Key Insights:
- Metaplex confirmed Solana’s recent outage was caused by botting on the Candy Machine program.
- This is the seventh outage observed by Solana in the last four months.
- Solana NFTs have been noticing a waning interest from investors.
Solana is one of the biggest DeFi chains in the world, built with the capabilities of creating and selling NFTs on the chain itself. Combine that with the growing craze for NFTs in the last few months, and it’ll bring us to where the network is today.
Solana Faces Another Outage
In a confirmation on Twitter, Solana stated that the most recent outage, which hit the mainnet on April 30 and lasted for seven hours into May 1, had been corrected yesterday morning after Validator operators successfully completed a cluster restart of Mainnet Beta.

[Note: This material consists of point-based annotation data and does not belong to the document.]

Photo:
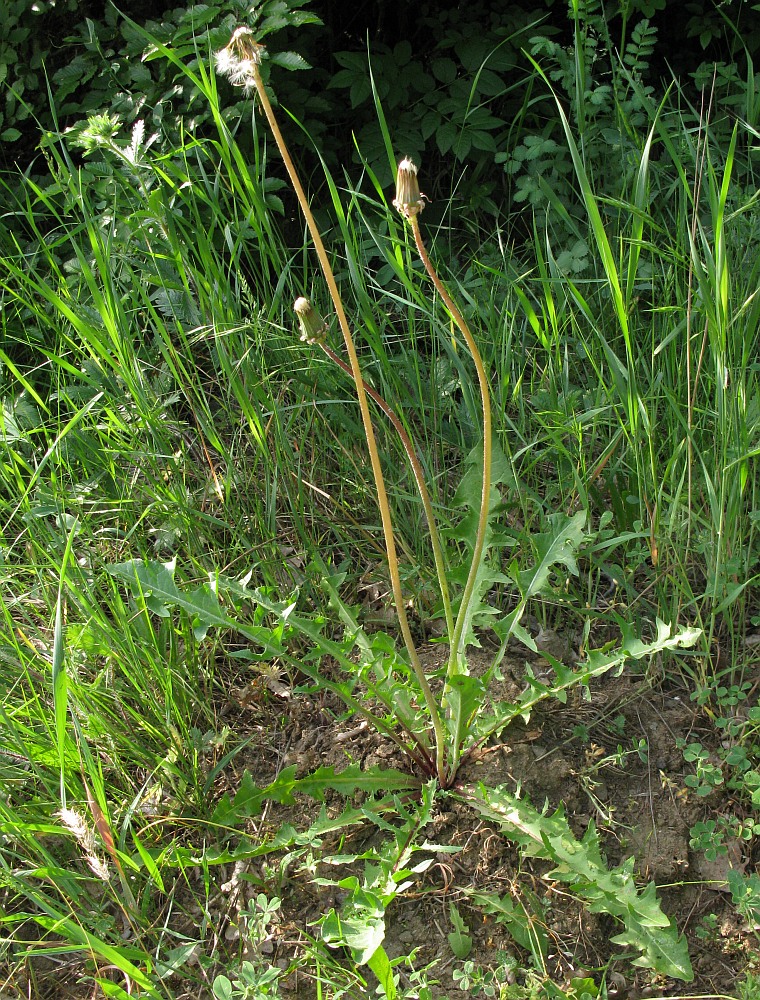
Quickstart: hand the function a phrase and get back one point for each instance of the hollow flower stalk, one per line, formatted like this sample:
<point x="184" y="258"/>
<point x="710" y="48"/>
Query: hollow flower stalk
<point x="240" y="61"/>
<point x="410" y="202"/>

Metaplex explained this to be the result of botting on the Metaplex Candy Machine program, and in order to deal with this, the NFT minting platform deployed a penalty of 0.01 SOL worth approximately $0.87, as per Solana’s trading price of $87 at the time of writing.
Metaplex further justified this penalty stating,
“Botting penalties that are collected will be given to the config account for the Candy Machine instance. The creator of the Candy Machine will then have discretion on how to use the funds collected from these penalties. In addition, the Metaplex Foundation will continue to invest heavily in evolving the Candy Machine program to discourage botting in support of creators and collectors.”
As mentioned above, this is the seventh time Solana investors have had to suffer from this problem, as back in January, the network was victim to multiple outages due to high usage.
This time around, the need and hype for NFTs caused the outage, which brings us to the current status of NFTs on Solana. There was a time when the demand was at its peak, but it has been withering since, which is noticeable in the last month.
Except for a few spikes around mid-April, NFT transactions on a daily basis have plummeted significantly, with the last 24 hours only noting 3k NFT transactions down from over 16k in March.
Although the altcoin did mark a 6% recovery yesterday, it did not make much of a difference since SOL will have to add $50 to its current price in order to make its investors somewhat happier.